Comment Re:So... (Score 1) 698

That sort of advertising might seem more accurate, but it really isn't.

Since, at some point, the bandwidth is shared, do they advertise the bandwidth at the theoretical worst - ie, everyone is using it at 100%? That number would be incredibly low, and you'd never see it go that low. It would be confusing and inaccurate.

What they do advertise is what they provide to most people under most circumstances, which seems fair and accurate enough for me. They do need to do a better job of disclosing how and why you might be throttled, but doing so in a concise and accurate way that people who don't post on /. would understand seems like a pretty tall order.

Comment The freerider problem.. (Score 1) 615

For those that block ads in a wholesale fashion, I have an honest question -

If everyone blocked all ads, what would you see that as gaining for the internet as a whole?

A lot of quality websites require a lot of resources to create and distribute the content. Most of them are supported by advertising. If they could no longer make sufficient money via advertising (and many are heading to this point), how would they support themselves?

- Converting to a paid service.

This would be bad because it would cost you money, and very few sites would be able to pull it off.

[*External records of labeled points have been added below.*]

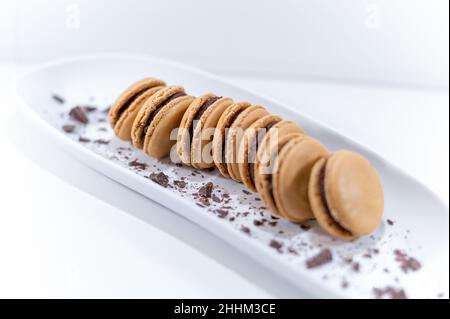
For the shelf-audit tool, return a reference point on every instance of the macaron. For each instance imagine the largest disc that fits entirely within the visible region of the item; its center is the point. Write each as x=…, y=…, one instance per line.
x=234, y=136
x=265, y=130
x=124, y=110
x=266, y=164
x=290, y=181
x=154, y=129
x=219, y=140
x=197, y=130
x=346, y=195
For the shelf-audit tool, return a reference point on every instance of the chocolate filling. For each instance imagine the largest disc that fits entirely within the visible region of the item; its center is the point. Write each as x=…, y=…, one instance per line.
x=323, y=197
x=200, y=112
x=251, y=161
x=233, y=119
x=130, y=101
x=158, y=109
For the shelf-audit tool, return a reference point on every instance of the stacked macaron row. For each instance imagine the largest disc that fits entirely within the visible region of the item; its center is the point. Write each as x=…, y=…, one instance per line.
x=295, y=175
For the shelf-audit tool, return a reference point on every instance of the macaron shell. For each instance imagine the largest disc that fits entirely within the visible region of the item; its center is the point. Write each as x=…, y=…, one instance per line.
x=318, y=207
x=201, y=149
x=354, y=192
x=151, y=104
x=132, y=90
x=268, y=160
x=123, y=127
x=219, y=134
x=291, y=181
x=243, y=121
x=249, y=141
x=183, y=137
x=159, y=139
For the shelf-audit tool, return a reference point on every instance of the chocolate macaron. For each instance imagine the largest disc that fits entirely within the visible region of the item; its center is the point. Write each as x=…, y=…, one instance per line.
x=258, y=136
x=159, y=117
x=346, y=195
x=197, y=129
x=125, y=109
x=235, y=134
x=219, y=140
x=266, y=164
x=290, y=180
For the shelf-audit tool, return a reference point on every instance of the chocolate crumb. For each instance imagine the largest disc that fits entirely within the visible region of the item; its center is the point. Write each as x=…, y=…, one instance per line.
x=139, y=165
x=322, y=258
x=206, y=190
x=58, y=99
x=406, y=263
x=160, y=178
x=390, y=292
x=68, y=128
x=82, y=139
x=221, y=213
x=78, y=114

Micropayments are one way this could maybe work, but they are still a pipe dream.

- Begging for donations.

Again, very few sites could pull this off.

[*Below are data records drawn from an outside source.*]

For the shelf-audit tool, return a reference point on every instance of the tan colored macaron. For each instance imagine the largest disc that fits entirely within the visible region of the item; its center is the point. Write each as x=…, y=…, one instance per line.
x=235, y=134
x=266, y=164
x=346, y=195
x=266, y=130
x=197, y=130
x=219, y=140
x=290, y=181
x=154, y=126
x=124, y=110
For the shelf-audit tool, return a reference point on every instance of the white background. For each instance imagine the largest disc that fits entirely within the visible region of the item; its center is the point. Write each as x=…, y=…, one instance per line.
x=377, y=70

- Selling personal and/or aggregate user data.

Not a lot of sites that are useful collect much data, and this is arguably worse than advertising.

I'm not trying to make a moral argument out of this, but more of a pragmatic one. You obviously visit ad-supported sites that are useful to you, and it is probably in your interests for them to make enough money to continue providing useful functionality or content, so how do you propose they do so if not through advertising?

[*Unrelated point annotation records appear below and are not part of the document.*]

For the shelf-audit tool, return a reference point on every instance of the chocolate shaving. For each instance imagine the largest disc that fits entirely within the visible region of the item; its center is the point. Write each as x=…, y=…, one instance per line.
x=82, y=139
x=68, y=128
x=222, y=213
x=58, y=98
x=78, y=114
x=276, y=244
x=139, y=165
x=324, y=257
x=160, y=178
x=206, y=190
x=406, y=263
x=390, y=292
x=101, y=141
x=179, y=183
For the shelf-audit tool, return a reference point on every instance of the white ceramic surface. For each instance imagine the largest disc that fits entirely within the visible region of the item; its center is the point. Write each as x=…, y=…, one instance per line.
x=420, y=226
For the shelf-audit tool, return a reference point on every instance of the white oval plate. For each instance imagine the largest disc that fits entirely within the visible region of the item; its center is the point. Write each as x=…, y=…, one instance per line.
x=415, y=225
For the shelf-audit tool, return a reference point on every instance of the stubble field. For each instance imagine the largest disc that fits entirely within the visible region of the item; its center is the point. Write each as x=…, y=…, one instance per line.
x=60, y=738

Comment I have mixed feelings.. (Score 4, Insightful) 519

I used to think that a programmer's tools are sacred and you should basically let people use whatever they feel they are most productive with, but I'm starting to see problems with that, at least in big organizations..

First, IDEs - I've worked on teams where 3 different IDEs were being used by different members of the team - IntelliJ, NetBeans, and Eclipse. It worked fairly well and no real problems came about as a result of the different IDEs. I've also been in training sessions where everyone is using the same IDE except for some crackhead insisting that their IDE is better and that they can't switch to Eclipse even just for the training, and everyone in training has to wait for half an hour why the instructors try to help them figure out why stuff isn't working in their IDE.

Second, platforms/libraries/frameworks - There are really a lot of valid reasons for standardizing the platforms, libraries, and frameworks your organization uses. You have better internal support, can leverage work done by other groups, and training is easier. Being able to switch people around easily is perfectly valid as well - people leave, get promoted, need a break from their project, want to explore different career goals, etc.. Plus, I think it is good to send people off to other projects to learn and share good practices. Having a standard set of tools makes this relatively easy - all you really need to learn on a new project is the business side of things.

That said, there isn't a one-size-fits-all solution, so it probably makes the most sense to pick a standard set of tools for common project types. If a project needs to deviate from one of those standards, that is fine, but they need to make their case for doing so.

So for full-blown enterprise apps, the standard may be Java EE. For smaller apps, it might be Rails or Grails. For desktop apps, you might mandate .NET. Then if someone says "Hey, it would be cool if we wrote this small app in Python", then they could do it, but they would have to show that the benefits gained by using Python in that scenario would outweigh the costs of using a non-standard platform.